Die Hamas hat bei den Parlamentswahlen der Palästinenser auf Anhieb die absolute Mehrheit der 132 Mandate gewonnen. Ausländische Politiker forderten die extremistische Organisation auf, ihre Waffen niederzulegen.

Ramallah/Brüssel - Umbruch im Nahen Osten: Drei Wochen nach dem Ende der Ära Scharon in Israel haben die Palästinenser die von den USA und der EU als Terrororganisation eingestufte Hamas-Bewegung an die Macht gewählt. Regierungschef Ahmed Kurei von der Fatah- Organisation erklärte seinen Rücktritt. Im Westen wurde der Wahlsieg der radikal-islamischen Hamas angesichts der unabsehbaren Folgen für den Nahostfriedensprozess mit großer Sorge verfolgt. US-Präsident George W. Bush und die EU forderten die Hamas am Donnerstag auf, der Gewalt abzuschwören. Bundeskanzlerin Angela Merkel (CDU) will an ihrer für das Wochenende geplanten Nahost-Reise festhalten. Israel bekräftigte die Ablehnung von Verhandlungen mit Hamas.
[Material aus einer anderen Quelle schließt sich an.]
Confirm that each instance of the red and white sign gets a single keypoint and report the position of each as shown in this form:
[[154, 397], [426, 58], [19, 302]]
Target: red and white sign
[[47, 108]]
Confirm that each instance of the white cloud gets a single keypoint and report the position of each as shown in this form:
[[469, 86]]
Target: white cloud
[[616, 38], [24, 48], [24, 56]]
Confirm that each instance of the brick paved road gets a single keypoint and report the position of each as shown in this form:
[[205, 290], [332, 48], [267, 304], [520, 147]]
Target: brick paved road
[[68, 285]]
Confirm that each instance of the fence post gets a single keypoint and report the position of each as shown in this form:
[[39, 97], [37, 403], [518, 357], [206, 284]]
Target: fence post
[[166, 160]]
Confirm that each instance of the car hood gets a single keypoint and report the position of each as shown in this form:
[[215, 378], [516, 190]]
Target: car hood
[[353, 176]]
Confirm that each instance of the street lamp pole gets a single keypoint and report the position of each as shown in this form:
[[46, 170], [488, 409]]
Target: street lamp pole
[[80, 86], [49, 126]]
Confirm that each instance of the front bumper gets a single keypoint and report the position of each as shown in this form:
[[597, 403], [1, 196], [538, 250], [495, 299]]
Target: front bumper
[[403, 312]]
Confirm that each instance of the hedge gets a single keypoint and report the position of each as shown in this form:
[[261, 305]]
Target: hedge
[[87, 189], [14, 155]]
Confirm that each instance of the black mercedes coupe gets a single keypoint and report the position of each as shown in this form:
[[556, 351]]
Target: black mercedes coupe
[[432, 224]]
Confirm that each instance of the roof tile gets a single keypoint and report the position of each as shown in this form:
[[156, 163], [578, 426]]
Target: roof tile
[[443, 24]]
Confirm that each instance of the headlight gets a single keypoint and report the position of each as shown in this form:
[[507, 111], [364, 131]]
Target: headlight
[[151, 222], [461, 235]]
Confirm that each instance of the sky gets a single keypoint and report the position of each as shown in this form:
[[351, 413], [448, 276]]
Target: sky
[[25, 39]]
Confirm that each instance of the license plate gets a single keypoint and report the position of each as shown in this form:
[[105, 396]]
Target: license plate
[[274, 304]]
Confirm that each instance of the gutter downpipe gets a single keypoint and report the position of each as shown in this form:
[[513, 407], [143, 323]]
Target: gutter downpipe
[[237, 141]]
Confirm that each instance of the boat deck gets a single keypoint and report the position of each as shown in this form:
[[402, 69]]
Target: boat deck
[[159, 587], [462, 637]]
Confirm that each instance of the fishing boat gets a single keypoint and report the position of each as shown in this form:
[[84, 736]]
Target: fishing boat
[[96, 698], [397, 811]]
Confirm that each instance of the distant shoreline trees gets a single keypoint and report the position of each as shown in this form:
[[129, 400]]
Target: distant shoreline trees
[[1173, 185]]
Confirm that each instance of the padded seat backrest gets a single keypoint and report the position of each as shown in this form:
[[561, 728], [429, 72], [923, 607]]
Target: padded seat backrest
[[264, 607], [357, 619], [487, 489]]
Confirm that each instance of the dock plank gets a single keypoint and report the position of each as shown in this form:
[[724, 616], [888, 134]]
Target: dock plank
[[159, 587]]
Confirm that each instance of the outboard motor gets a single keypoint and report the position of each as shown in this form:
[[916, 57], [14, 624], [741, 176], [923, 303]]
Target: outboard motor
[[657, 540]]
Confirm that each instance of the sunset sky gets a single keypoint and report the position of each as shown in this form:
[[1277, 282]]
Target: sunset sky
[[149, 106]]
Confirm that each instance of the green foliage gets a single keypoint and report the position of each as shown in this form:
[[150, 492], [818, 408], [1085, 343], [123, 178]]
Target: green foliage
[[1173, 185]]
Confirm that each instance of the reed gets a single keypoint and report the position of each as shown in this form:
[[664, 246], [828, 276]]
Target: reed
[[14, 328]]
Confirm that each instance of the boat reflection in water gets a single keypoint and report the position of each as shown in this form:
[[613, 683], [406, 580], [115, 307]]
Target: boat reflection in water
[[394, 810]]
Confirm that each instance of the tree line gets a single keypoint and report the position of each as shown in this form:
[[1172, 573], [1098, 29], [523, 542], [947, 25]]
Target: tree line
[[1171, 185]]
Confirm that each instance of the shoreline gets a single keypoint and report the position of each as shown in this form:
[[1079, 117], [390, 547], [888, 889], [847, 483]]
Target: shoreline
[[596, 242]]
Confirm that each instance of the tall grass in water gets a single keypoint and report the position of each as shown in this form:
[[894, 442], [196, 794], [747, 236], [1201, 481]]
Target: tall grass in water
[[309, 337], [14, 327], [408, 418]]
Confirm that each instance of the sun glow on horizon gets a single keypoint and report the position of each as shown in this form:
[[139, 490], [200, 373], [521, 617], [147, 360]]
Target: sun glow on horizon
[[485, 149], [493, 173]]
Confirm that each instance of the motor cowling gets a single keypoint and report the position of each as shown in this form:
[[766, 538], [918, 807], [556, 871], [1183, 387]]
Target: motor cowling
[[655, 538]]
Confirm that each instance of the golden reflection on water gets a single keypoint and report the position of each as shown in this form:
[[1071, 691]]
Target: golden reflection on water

Die Palästinensische Wahlkommission bestätigte am Donnerstagabend nach Auszählung von etwa 95 Prozent der abgegebenen Stimmen, dass Hamas die absolute Mehrheit im Parlament erzielte. Demnach erhält die Hamas 76 der 132 Mandate. Die bisher regierende Fatah kommt nur noch auf 43 Sitze. Die übrigen Sitze gingen an unabhängige Kandidaten und kleinere Listen.

Palästinenserpräsident Mahmud Abbas kündigte an, er wolle die Hamas, die zum ersten Mal bei einer Parlamentswahl angetreten war, mit der Regierungsbildung beauftragen. Der bisherige Regierungschef Kurei sagte, er wolle mit seinem Rücktritt den Weg zur Nominierung eines neuen Ministerpräsidenten freimachen. Der zur Fatah gehörende palästinensische Chefunterhändler Sajeb Erekat betonte, die Fatah sei nicht zum Eintritt in eine Koalition bereit.

Der israelische Rundfunk meldete unter Berufung auf Regierungskreise, Israel werde keine Gespräche mit der Hamas führen. Der amtierende Regierungschef Ehud Olmert berief am Abend eine Dringlichkeitssitzung seines Kabinetts ein, um über das Ergebnis der Wahl zu beraten. Der Verband israelischer Terroropfer äußerte sich empört über den Sieg der Hamas, die Hunderte von Israelis bei Selbstmordanschlägen getötet hat.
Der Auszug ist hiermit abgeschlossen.